Why Data Scientists aren’t Data Engineers

Why Data Scientists aren’t Data Engineers

As AI continues to become a focus for an increasing number of enterprises, these organizations are realizing how important it is to have the right people and skills in place. In particular, there has recently been a significant increase in demand for data scientists in organizations as AI, various applications of machine learning (ML), non-ML predictive analytics, and other so-called “big data” approaches continue to gain traction in the enterprise. In fact, the significant demand for data scientists has led to the talent crunch that we’re seeing across many enterprises and organizations. However, given that80% of an AI project has to do with data preparation and data engineering activities, perhaps organizations should really be searching for data engineers even more than data scientists?

Companies are searching for and competing for increasingly scarce data scientists.

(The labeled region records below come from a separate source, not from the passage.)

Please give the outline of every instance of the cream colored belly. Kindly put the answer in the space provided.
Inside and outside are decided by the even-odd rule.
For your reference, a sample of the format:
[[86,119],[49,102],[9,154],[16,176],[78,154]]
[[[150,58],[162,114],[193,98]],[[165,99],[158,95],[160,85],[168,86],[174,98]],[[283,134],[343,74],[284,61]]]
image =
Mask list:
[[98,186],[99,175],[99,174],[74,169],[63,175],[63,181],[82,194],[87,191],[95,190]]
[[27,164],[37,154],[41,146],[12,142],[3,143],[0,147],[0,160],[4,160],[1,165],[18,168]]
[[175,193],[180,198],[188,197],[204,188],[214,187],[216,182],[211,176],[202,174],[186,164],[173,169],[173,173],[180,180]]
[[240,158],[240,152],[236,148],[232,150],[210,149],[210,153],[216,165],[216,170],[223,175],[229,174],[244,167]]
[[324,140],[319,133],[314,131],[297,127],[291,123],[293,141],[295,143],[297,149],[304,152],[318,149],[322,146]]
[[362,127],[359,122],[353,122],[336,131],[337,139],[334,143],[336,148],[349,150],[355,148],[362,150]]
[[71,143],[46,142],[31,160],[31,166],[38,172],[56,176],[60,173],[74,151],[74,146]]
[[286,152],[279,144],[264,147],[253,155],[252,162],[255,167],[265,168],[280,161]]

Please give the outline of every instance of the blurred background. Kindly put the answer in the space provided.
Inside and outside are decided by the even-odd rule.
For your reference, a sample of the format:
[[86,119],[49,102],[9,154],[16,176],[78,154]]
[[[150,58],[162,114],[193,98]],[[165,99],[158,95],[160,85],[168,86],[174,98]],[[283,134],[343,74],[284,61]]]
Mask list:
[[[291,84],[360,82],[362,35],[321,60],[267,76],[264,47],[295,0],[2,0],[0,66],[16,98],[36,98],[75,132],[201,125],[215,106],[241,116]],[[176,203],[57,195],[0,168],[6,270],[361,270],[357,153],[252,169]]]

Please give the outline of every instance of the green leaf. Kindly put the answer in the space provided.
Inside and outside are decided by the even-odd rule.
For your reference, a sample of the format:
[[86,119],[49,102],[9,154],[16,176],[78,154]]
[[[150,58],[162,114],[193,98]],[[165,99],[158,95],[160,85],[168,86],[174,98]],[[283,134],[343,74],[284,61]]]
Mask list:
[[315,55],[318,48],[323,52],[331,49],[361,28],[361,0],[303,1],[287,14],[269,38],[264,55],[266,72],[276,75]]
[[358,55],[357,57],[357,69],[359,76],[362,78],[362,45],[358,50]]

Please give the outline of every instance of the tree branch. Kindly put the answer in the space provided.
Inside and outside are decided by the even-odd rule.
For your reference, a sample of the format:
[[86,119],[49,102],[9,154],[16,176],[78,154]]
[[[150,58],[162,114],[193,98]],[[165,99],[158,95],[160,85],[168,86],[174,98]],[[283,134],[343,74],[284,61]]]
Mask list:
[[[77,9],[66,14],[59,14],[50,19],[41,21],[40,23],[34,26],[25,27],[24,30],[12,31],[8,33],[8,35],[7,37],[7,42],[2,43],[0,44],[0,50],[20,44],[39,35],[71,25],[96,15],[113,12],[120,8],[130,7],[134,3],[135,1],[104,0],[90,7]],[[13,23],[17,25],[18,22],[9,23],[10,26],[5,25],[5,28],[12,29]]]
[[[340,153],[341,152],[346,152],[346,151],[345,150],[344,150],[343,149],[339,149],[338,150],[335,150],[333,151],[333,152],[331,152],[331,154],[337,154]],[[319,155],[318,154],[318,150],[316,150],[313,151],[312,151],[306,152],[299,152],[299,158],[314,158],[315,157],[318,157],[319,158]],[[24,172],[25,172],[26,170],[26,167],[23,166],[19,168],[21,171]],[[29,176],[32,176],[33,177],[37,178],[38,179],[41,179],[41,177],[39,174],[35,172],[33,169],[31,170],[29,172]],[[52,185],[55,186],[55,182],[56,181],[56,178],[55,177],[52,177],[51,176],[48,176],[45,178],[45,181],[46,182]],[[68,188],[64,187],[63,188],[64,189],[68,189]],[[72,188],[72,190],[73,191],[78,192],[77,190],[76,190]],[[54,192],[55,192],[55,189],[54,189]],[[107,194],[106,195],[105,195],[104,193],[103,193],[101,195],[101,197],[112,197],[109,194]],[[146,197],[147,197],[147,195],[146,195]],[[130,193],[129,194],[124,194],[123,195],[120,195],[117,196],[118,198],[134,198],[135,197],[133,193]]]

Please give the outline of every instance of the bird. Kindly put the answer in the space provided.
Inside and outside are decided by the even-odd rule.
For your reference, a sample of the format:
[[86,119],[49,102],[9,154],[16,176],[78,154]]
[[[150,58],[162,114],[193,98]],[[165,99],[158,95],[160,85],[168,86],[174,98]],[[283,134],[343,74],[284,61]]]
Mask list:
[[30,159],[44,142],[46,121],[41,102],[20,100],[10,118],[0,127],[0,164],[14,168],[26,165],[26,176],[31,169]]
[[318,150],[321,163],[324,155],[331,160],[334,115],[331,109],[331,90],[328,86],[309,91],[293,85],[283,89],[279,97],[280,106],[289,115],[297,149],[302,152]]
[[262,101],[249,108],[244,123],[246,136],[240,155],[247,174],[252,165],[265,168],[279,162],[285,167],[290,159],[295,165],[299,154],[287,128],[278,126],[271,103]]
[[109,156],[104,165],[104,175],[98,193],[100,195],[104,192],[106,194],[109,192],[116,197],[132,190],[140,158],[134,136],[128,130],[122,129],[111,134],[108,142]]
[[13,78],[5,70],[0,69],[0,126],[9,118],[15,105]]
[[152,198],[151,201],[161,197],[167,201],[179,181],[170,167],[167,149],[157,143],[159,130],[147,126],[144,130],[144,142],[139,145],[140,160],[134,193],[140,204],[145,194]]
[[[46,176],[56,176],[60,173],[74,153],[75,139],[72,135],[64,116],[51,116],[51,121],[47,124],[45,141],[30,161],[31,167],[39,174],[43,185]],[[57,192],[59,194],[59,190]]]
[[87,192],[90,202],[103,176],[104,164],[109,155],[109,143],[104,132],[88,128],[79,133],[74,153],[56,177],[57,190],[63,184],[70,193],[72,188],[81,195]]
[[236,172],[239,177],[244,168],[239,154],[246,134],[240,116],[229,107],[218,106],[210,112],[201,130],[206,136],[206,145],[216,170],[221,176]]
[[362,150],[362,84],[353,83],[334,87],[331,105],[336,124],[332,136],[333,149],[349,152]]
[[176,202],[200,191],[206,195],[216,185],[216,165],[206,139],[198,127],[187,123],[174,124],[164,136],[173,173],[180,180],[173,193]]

Salaries and signing bonuses for skilled data scientists continue to skyrocket, and the sheer number of code academies that are now focusing on data science is evidence of the significant demand for data science skills. However, are data scientists always needed by these organizations? Many enterprises, vendors, and startups often confuse the role of data scientist and data engineers.  While these different roles share some traits and skills, at their core these are job descriptions that have two very different skill sets that are not easily interchangeable.

In the mid-2000s, we saw the emergence of the Data Scientist position. As cited in the O’Reilly article: “This increase in the demand for data scientists has been driven by the success of the major Internet companies. Google, Facebook, LinkedIn, and Amazon have all made their marks by using data creatively: not just warehousing data, but turning it into something of value.” Not surprisingly, any organization that has data of value is looking at data science and data scientists to increasingly extract more value from that information.

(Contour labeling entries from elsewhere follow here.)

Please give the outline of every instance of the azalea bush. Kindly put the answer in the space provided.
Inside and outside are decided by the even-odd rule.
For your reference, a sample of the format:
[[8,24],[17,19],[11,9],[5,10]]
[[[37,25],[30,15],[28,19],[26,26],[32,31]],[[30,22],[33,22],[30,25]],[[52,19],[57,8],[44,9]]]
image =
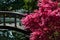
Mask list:
[[0,30],[0,40],[28,40],[28,37],[15,30]]
[[60,40],[60,0],[37,0],[39,7],[22,18],[30,40]]

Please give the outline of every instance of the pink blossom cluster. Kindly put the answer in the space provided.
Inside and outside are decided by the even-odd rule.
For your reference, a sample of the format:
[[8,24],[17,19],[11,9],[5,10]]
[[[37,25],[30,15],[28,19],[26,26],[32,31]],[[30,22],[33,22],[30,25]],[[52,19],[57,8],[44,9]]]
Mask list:
[[22,18],[26,30],[32,31],[30,40],[60,40],[59,0],[38,0],[38,9]]

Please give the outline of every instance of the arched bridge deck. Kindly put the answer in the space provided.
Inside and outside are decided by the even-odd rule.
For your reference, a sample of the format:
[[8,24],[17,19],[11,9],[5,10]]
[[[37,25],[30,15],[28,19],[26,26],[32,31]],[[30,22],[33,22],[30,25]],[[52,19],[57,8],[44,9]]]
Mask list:
[[16,30],[29,34],[29,32],[21,26],[20,19],[22,17],[24,17],[24,14],[20,14],[18,12],[0,11],[0,29]]

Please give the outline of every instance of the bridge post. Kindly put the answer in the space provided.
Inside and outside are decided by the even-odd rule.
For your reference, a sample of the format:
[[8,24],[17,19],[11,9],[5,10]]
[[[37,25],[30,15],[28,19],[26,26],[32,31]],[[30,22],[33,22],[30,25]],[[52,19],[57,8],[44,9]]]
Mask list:
[[15,15],[15,27],[17,28],[17,23],[16,23],[17,19],[16,19],[16,15]]
[[3,14],[3,25],[6,26],[5,25],[5,13]]

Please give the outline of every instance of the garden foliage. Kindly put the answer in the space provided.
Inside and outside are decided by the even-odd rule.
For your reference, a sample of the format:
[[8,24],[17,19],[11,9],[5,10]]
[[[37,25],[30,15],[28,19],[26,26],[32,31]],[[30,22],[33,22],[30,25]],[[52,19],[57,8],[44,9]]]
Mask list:
[[37,0],[39,7],[22,18],[26,30],[30,30],[30,40],[60,40],[60,1]]

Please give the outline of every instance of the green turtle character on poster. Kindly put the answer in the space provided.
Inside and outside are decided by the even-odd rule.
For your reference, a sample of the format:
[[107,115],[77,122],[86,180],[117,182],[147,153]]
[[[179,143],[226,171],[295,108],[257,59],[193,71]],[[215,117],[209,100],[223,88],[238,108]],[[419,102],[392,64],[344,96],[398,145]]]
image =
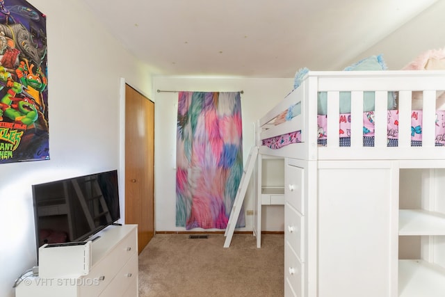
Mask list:
[[46,17],[0,0],[0,163],[49,159]]

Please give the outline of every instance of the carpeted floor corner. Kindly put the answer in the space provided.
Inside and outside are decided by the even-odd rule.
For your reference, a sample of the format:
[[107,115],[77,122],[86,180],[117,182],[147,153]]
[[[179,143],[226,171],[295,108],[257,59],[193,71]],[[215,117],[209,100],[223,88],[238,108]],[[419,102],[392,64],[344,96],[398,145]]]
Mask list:
[[249,234],[189,239],[158,234],[139,255],[140,297],[279,297],[284,296],[283,234]]

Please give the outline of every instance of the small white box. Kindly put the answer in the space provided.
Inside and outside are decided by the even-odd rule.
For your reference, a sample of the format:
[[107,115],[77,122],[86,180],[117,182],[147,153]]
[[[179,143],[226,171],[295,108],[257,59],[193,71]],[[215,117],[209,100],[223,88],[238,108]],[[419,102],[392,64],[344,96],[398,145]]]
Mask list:
[[44,244],[39,248],[39,278],[76,278],[91,268],[92,241]]

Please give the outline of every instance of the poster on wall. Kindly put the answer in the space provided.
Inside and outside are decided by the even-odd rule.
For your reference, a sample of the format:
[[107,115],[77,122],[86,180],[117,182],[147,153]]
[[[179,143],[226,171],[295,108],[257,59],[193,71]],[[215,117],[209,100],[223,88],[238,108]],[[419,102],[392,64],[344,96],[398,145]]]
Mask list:
[[0,0],[0,163],[49,159],[46,17]]

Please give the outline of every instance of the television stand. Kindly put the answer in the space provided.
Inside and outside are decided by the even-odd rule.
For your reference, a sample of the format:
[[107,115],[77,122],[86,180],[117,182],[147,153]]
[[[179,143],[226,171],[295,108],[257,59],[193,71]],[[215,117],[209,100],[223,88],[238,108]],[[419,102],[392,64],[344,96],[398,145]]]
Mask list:
[[[68,275],[62,273],[44,279],[30,275],[15,288],[15,296],[136,297],[137,231],[137,225],[107,227],[98,234],[101,240],[91,244],[91,268],[87,275]],[[58,248],[51,248],[49,251]],[[66,257],[70,257],[70,252]]]

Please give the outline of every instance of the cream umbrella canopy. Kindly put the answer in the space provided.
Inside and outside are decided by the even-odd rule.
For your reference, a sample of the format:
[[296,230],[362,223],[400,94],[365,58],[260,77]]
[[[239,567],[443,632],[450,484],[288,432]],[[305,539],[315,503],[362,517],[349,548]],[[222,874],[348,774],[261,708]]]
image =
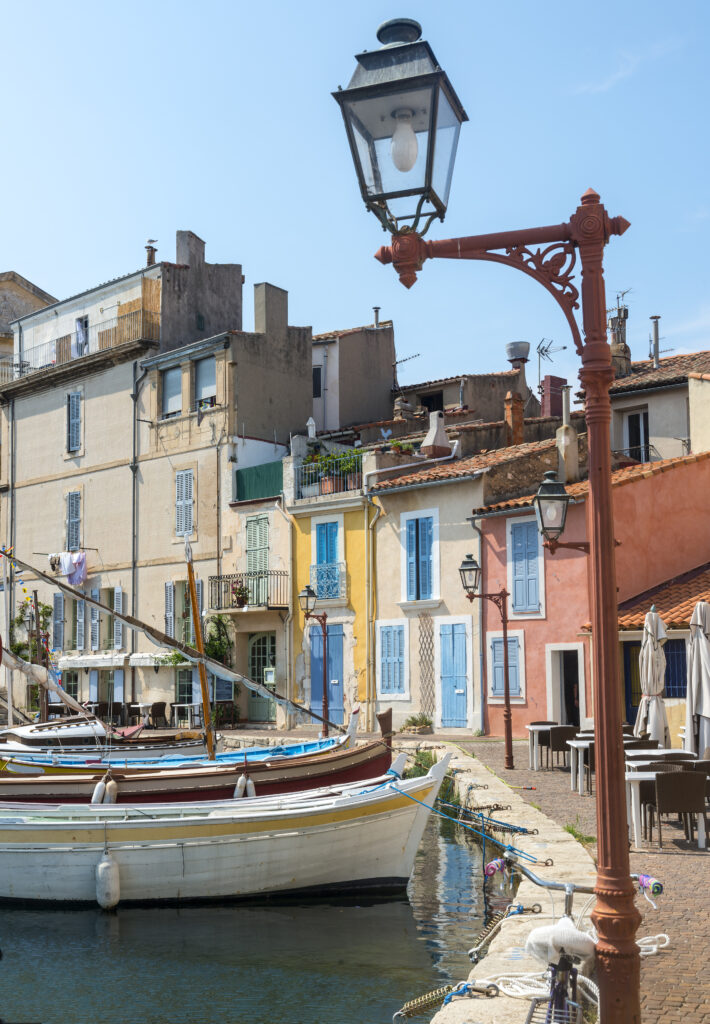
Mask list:
[[643,640],[638,655],[638,675],[641,684],[641,700],[638,705],[635,736],[648,732],[652,739],[658,739],[659,746],[670,746],[670,729],[666,718],[663,690],[666,685],[666,655],[663,645],[668,637],[663,620],[654,606],[643,621]]
[[691,617],[683,746],[702,754],[710,746],[710,604],[698,601]]

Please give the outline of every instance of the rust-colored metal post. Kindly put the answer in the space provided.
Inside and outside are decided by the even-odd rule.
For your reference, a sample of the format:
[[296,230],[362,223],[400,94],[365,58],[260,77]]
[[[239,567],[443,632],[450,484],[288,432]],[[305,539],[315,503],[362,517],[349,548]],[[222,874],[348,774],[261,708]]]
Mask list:
[[640,958],[635,934],[641,919],[633,902],[629,878],[610,445],[609,388],[614,372],[607,342],[602,268],[603,248],[613,225],[592,189],[582,197],[572,227],[582,262],[585,342],[580,380],[585,390],[589,443],[587,515],[598,837],[596,906],[592,921],[599,936],[596,945],[599,1018],[604,1024],[640,1024]]

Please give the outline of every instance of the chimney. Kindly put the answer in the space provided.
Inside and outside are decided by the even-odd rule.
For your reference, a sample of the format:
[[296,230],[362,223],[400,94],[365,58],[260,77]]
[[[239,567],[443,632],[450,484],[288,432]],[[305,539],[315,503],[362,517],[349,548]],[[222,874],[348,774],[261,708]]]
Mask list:
[[563,377],[552,377],[548,374],[542,381],[542,416],[562,415],[562,388],[567,386]]
[[523,395],[508,391],[505,396],[505,443],[521,444],[525,439],[523,425]]
[[419,449],[427,459],[440,459],[451,455],[451,444],[444,429],[444,413],[429,413],[429,431]]
[[626,344],[626,321],[628,317],[628,308],[617,305],[616,316],[610,316],[607,325],[615,377],[628,377],[631,373],[631,349]]
[[650,318],[654,322],[654,370],[658,370],[661,366],[661,349],[658,336],[658,322],[661,317],[656,314]]

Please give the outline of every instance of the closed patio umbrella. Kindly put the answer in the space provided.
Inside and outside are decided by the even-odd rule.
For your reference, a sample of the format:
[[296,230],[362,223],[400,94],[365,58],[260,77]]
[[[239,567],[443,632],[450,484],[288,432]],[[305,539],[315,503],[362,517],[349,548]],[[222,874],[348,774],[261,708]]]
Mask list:
[[694,754],[710,746],[710,604],[698,601],[691,618],[683,746]]
[[643,640],[638,655],[641,700],[633,732],[635,736],[649,732],[652,739],[658,739],[660,746],[671,744],[666,706],[662,697],[666,685],[666,655],[663,645],[667,639],[666,627],[654,607],[646,613],[643,622]]

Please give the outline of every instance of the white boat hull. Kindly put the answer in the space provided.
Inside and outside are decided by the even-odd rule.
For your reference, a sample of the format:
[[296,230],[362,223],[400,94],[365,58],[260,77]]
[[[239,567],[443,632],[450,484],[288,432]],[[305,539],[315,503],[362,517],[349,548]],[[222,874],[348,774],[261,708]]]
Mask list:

Originating from roots in statistical modeling and data analysis, data scientists have backgrounds in advanced math and statistics, advanced analytics, and increasingly machine learning / AI.  The focus of data scientists is, unsurprisingly, data science — that is to say, how to extract useful information from a sea of data, and how to translate business and scientific informational needs into the language of information and math. Data scientists need to be masters of statistics, probability, mathematics, and algorithms that help to glean useful insights from huge piles of information. These data scientists usually have learned programming out of necessity more than anything else in order to run programs and run advanced analysis on data.  As a result, the code that data scientists have usually been tasked to write, is of a minimal nature – only as necessary to accomplish a data science task (R is a common language for them to use) and work best when they are provided clean data to run advanced analytics on. A data scientist is a scientist who creates hypothesis, runs tests and analysis of the data, and then translates their results for someone else in the organization to easily view and understand.

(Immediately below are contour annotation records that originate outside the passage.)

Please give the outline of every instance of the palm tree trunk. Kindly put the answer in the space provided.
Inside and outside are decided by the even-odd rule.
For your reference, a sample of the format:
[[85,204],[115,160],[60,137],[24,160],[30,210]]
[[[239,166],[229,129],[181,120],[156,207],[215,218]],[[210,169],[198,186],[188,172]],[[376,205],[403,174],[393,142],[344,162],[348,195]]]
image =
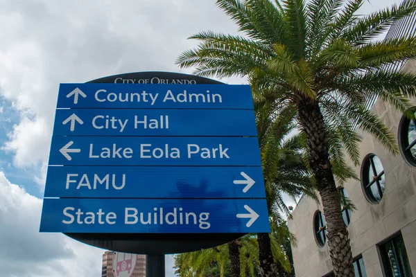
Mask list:
[[324,208],[333,273],[336,277],[354,277],[352,253],[329,161],[329,146],[322,114],[318,102],[310,98],[300,101],[298,112],[299,120],[306,134],[310,166],[316,179]]
[[240,277],[240,244],[238,240],[228,242],[229,267],[232,277]]

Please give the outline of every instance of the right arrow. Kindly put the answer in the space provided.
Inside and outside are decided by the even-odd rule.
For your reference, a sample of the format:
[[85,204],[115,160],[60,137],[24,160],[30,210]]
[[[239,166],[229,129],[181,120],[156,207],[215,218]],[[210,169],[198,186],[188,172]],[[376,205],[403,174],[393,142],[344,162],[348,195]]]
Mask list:
[[250,189],[252,186],[254,184],[255,181],[252,179],[251,179],[248,175],[244,173],[244,172],[240,172],[241,176],[245,178],[245,180],[234,180],[234,184],[236,185],[247,185],[243,189],[243,193],[245,193]]
[[84,98],[85,97],[87,97],[87,95],[85,93],[84,93],[83,92],[83,91],[81,91],[78,87],[76,89],[75,89],[74,90],[73,90],[72,91],[71,91],[70,93],[69,93],[68,94],[67,94],[67,98],[69,98],[72,96],[73,96],[73,104],[78,103],[78,96],[81,96]]
[[73,141],[69,141],[65,145],[65,146],[59,150],[59,152],[60,152],[61,154],[64,155],[64,157],[67,158],[68,161],[71,161],[72,159],[72,157],[69,156],[68,153],[79,153],[81,152],[80,149],[68,149],[73,144]]
[[71,130],[71,132],[73,132],[75,129],[75,121],[77,121],[78,123],[80,123],[81,125],[84,124],[84,121],[83,121],[81,120],[81,118],[78,117],[77,115],[75,114],[72,114],[72,115],[69,116],[69,117],[68,118],[67,118],[64,121],[62,121],[62,124],[65,125],[67,123],[69,123],[69,121],[71,121],[71,127],[69,127],[69,129]]
[[239,218],[250,218],[250,220],[245,224],[246,226],[250,227],[250,226],[252,225],[253,223],[254,223],[254,222],[256,220],[257,220],[257,218],[259,218],[259,215],[257,213],[254,211],[248,205],[244,205],[244,208],[246,209],[247,211],[249,212],[250,213],[238,213],[237,217],[239,217]]

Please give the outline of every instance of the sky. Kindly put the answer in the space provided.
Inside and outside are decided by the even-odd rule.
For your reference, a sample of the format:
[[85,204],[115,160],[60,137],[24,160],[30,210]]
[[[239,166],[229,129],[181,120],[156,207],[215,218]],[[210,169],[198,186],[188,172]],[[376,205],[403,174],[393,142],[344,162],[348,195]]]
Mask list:
[[[371,0],[367,14],[393,0]],[[236,34],[214,0],[0,0],[0,268],[5,277],[100,276],[104,249],[40,233],[60,83],[180,69],[202,30]],[[241,84],[244,79],[223,80]],[[166,276],[174,276],[166,256]]]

On the other hand, data scientists can’t perform their jobs without access to large volumes of clean data. Extracting, cleaning, and moving data is not really the role of a data scientist, but rather that of a data engineer. Data Engineers have programming and technology expertise, and have previously been involved with data integration, middleware, analytics, business data portal, and extract-transform-load (ETL) operations. The data engineer’s center of gravity and skills are focused around big data and distributed systems, and experience with programming languages such as Java, Python, Scala, and scripting tools and techniques.